The Lemmings formula returns, but is it mutton dressed as lamb?
Right from the outset, it’s clear that Team 17’s Flockers is set to be one strange ride. It’s not that its ideas are particularly wild or that it does anything notably new, but rather its oddities stem from the fact that its various parts appear to be working against each other. Unfortunately, this issue goes far beyond the presentation and permeates the experience as a whole, making for a title that’s fun in spurts but ultimately tough to recommend.
On one hand the sheep designs are downright adorable, looking like something from a children’s morning show. The frequent bleating is certainly amusing throughout, especially as they reach you directly via the PS4’s dualshock speaker. There’s a real sense of humour here too, as evident in the unlockable costumes and stage names, all of which are linked to an amusing sheep-themed pun. How strange it is then, when the little blighters meet a gruesome – and extremely bloody – end. Much of this mess can be turned off in the main menu, but those about to send us links to Happy Tree Friends should understand this is just the representation of a far deeper problem.
You see, it’s your job to save the flock from the business end of a buzz saw by granting powers, stacking sheep to reach new heights, leading them across buttons and eventually to safety. The trouble is that unlike Lemmings (which was tough yet accessible and gave us hours of joy before laying the smack down), nothing here is all that intuitive or addictive. Rewards are too few and meaningless to really push you onward when things get tough, with too little variation in the landscape to keep things interesting. One day developers will realise that it’s not a smart move to keep us in brown factory stages for long, or at least, one can dream.
Timing is key in Flockers so you’ll need to stay alert when it comes to guiding them through. Only a single brave sheep need survive to achieve basic completion, but saying such a thing would be to discount the fiendish complexity with which the stages have been designed. Warp points and gravity reversals can complicate things more than they should, but it’s clear that real effort’s been made in devising the devilish traps. It’s just a shame that the game’s over-reliance on trial-and-error will likely cheapen any appreciation you may have otherwise had.
An example: you only have one super-sheep in the group, but you didn’t account for one little jump, blade or wall ahead so your little guy is about to go really well with a helping of mint sauce and gravy – now the only option open to you is yet another restart. This pattern will become all too familiar should you spend any meaningful time in the world of Flockers. As such, this game is best enjoyed in short bursts rather than extended play sessions.
Puzzle fanatics will certainly enjoy the game more than those with limited patience. The sky-high difficulty means you won’t finish it in anything like a few hours, though you’re advised to think long and hard about your gaming preferences before you succumb to the doughy eyes of the flock and go in for the purchase.
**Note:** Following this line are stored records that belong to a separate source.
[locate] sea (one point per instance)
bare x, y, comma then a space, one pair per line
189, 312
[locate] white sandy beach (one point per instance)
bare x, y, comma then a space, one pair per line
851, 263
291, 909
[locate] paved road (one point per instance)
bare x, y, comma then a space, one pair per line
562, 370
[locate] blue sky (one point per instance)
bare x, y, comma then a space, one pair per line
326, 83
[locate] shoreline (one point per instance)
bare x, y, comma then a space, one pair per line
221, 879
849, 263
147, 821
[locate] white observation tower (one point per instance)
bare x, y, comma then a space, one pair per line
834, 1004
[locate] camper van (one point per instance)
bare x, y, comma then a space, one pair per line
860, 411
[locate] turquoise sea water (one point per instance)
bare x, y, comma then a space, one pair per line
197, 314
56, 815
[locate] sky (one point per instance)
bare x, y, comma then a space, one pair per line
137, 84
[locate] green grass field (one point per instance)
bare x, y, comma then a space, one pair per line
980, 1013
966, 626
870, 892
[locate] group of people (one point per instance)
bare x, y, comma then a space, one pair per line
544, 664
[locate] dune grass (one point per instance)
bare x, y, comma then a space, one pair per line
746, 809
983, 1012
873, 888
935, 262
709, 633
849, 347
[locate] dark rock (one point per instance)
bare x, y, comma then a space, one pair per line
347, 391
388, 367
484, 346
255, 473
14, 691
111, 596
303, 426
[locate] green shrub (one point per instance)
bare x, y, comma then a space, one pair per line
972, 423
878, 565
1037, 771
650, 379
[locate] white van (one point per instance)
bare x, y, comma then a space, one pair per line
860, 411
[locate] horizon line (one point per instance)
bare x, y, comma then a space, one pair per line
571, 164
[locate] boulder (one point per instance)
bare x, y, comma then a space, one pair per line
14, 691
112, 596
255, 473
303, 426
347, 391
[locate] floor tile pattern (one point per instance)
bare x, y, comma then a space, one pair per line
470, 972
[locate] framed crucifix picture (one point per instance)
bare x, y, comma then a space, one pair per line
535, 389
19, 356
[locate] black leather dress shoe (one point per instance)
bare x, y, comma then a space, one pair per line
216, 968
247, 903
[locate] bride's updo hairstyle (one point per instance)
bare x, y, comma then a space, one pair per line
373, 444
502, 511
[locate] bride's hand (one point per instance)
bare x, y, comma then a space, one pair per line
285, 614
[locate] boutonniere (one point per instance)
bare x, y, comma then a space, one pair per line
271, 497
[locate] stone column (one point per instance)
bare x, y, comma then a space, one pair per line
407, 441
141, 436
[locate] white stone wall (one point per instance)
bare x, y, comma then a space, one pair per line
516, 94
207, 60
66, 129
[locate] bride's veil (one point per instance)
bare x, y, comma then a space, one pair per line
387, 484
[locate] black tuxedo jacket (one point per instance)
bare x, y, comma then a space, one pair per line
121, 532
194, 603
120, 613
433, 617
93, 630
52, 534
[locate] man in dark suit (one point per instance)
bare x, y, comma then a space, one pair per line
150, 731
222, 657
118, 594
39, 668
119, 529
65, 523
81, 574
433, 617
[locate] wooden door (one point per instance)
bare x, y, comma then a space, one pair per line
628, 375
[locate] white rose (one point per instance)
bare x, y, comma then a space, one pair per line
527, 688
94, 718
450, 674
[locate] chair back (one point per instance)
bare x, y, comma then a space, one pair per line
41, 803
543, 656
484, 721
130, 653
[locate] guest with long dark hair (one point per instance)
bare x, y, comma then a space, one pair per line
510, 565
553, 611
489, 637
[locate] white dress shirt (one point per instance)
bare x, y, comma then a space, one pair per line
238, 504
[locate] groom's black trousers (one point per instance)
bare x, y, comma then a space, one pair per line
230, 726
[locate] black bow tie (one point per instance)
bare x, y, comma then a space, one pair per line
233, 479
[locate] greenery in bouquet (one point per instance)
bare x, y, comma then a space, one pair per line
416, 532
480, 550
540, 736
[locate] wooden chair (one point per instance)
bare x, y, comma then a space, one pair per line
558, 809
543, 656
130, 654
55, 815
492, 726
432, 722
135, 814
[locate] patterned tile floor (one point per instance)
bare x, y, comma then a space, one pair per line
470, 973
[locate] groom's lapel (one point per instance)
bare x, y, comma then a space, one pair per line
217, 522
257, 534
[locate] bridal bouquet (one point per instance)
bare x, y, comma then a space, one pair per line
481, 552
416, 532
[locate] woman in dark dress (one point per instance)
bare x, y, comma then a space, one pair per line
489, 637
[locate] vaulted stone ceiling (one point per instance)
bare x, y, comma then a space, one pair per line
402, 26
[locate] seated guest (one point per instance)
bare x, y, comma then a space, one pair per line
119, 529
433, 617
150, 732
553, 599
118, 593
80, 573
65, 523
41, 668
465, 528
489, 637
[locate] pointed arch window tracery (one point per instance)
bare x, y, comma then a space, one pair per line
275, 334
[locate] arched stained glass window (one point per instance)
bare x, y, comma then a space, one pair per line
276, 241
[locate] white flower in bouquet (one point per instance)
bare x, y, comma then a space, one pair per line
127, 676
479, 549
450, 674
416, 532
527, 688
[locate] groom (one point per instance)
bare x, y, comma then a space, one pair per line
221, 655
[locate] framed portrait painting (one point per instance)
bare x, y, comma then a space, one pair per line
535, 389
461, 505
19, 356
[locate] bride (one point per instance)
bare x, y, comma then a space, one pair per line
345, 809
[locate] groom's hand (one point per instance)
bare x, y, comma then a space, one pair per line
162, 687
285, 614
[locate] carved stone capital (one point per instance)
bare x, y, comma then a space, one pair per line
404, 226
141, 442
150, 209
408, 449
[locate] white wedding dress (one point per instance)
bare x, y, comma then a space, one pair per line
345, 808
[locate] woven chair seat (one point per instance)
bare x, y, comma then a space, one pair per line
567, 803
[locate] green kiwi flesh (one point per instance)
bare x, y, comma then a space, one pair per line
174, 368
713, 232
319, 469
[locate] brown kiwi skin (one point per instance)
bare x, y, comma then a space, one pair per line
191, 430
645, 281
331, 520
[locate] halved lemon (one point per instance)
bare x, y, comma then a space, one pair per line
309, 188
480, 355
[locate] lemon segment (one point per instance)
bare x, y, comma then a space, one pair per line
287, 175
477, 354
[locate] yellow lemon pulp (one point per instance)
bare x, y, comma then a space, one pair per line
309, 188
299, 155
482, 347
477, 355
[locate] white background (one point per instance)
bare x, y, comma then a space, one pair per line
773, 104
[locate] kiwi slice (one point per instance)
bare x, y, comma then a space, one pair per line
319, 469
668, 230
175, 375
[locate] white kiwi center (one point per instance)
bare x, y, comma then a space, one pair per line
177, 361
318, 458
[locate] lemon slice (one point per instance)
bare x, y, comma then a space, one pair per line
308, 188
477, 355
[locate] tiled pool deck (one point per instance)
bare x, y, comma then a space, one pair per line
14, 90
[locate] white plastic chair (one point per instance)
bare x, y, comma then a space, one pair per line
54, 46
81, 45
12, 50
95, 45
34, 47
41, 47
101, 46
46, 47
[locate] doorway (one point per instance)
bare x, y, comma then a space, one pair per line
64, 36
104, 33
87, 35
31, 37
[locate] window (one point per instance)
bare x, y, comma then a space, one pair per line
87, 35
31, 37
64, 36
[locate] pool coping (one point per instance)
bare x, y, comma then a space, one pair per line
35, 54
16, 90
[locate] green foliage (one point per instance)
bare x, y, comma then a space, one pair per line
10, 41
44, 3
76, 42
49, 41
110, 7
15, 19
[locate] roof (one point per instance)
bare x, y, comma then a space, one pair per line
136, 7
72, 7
We’ve all seen this kind of game before, done better before, but not enough in recent times to completely write Flockers off as a lost cause.
Determined players will find a short-lived sense of accomplishment when their sheep avoid being sheared into oblivion. Regardless, the game could have been so much more had its gameplay been approached from a different angle. As negative as this review may rightly be, I recognise that there was, and still is, a great deal of potential here. A greater balance between fun frolics and healthy challenge as opposed to nasty trial-and-error could lead to a sequel that’s much more appealing to the average player. Right now, this is one flock in desperate need of a good shepherd.